ちらっと確認すると、それ以外の薬も含めて、かなり受注しているらしい。クレインがいないため頼まれたようだ。
「……忙しそうだな」
「稼ぎ時なんでなぁ。どうせ、今の時期だけだろう。シロップもそろそろ他で確保できるそうだ。薬師ギルドの方からの受注を再会するため、お互いの領分は確認中みたいだなぁ。ただ、前に冒険者ギルドに納めていた薬師はクビになっていて、後任が決まるまではクレインにして欲しいらしい。いないから、代わりに作っているが、メディシーアへの依頼となってる。あとでグラノスに確認してもらう」
「……そうか。明日から、ダンジョンに行ってくる」
「中1日の休みでダンジョンか。若いなぁ」
「……クレイン達が帰ってくる前に踏破してくる」
前回でもそれなりに余裕だったが、レベルが上がったので問題はない。
さっさと行って、帰ってくる。余裕があるから、進化したキャロとロットについても、ダンジョン内で連れ歩けるのかを試すことができるだろう。
「ポーションや薬は足りてるか?」
「……スタンピードでほぼ使ってない」
「ヒーラーがいれば、使わないよなぁ……まあ、今回はちゃんと持っておくといい」
「……ああ」
「後でティガが来ると思うが……俺がいた方がいいか?」
クロウはダンジョンについてくるつもりはない。
だが、ティガはそうではないということだろか。話をするのであれば構わないが、心配されているようだ。
「一応、俺の方でもあいつに話をしたんだがなぁ。足並みを崩すようなことはしないと約束させた」
「……そうか」
「一応、あいつも反省はしたはずだ。クレインがパーティーを外れる必要はないと伝えてくれ」
「……?」
それは、スタンピード中にクレインが話をしたことだろうか?
落ち着いたら話すつもりだったのか、ばたばたしたせいでクレインからは何も聞いていない。
「聞いてないのか。ティガに対し、クレインがパーティーを外れること。自分が貴族に庇護を求めたのだから、自分だけが対処するといったらしい。まあ、クレインだけでなく、グラノスはそっちに参加するんだろうがなぁ」
「……クレインはもともとソロ志望だ。今回のスタンピードで無理だと考えたかもな。外れるのはクレインの判断に任せた方がいい」
貴族関連はクレインもだが、グラノスが対応すると宣言している。ラズの依頼は、クレインも動くだろうが、それ以外はグラノスだろう。
「……何が気に入らなかったんだ?」
「まあ、貴族関連は帝国で色々な。あいつは聞こえるだけに嫌なことも聞いているから、不信感が強い。クレインへの不信は毒だろうな」
「……治療しただろ?」
「何の毒か、ぼかしてる。たいした毒でもないのに、借金を背負わされて災難だったとティガに吹き込んだ冒険者がいたようだな」
「……そうか」
悪意のある冒険者が町にいたことは知っているので、俺らよりそちらを信じたのかという気持ちはあった。だが、納得する部分でもある。

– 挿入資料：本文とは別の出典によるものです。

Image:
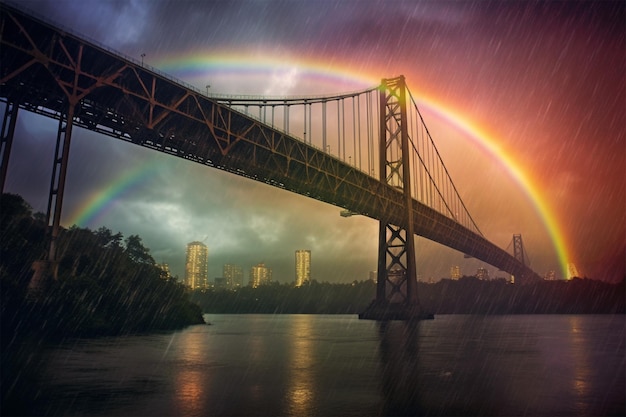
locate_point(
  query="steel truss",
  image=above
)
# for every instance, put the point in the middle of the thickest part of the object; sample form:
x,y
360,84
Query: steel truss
x,y
49,71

信じたいものを信じる。俺がクレインとグラノスを信じるように、ティガはその冒険者の言うことを信じたということだ。
「俺らが噛まれた蛇の素性を知っているのは、俺とクレインと婆様に冒険者ギルドと後見人だけだろう? クレインがあくどい方法で奴隷にしたということを吹き込んだ冒険者の意図までは把握していないが……疑心暗鬼にはさせられたようだなぁ」
「…………説明してないのか?」
「毒の知識なんて、薬師でない奴がわからないだろう。そう思って、詳細には言わなかったな。生きた死体を作るおぞましい毒なんて、説明しても伝わらないだろ。……結果、新人の薬師でも作れる程度の解毒と考えるように付け込まれた。すまんな」
クレインの方で、その毒を解毒できるという事実を伏せたいという意図もあったのだろう。クロウも治療を受け……その洞窟に転がっていた生きた死体を見てわかっていただけに、説明はしたくなかったのだろう。
結局、情報を正しく伝えていなかった弊害か。
「で、どうする?」
「……ティガが話したいなら話をする。納得しないでも、追い出しはしない。死なせるつもりはない」
「なんだ、わかってたのか」
「……クレインが追い出さないなら、他に理由はない」
死なせない。それだけで、仲間から外さない。
クレインはそういう奴だから……。一緒に支え合いたいと思っている。
「……俺一人でも大丈夫だ」
「そうか」
クロウは邪魔したいわけじゃないと、きりのいいところで作業を終えて帰っていった。ただ、明日以降も作業場は使うらしい。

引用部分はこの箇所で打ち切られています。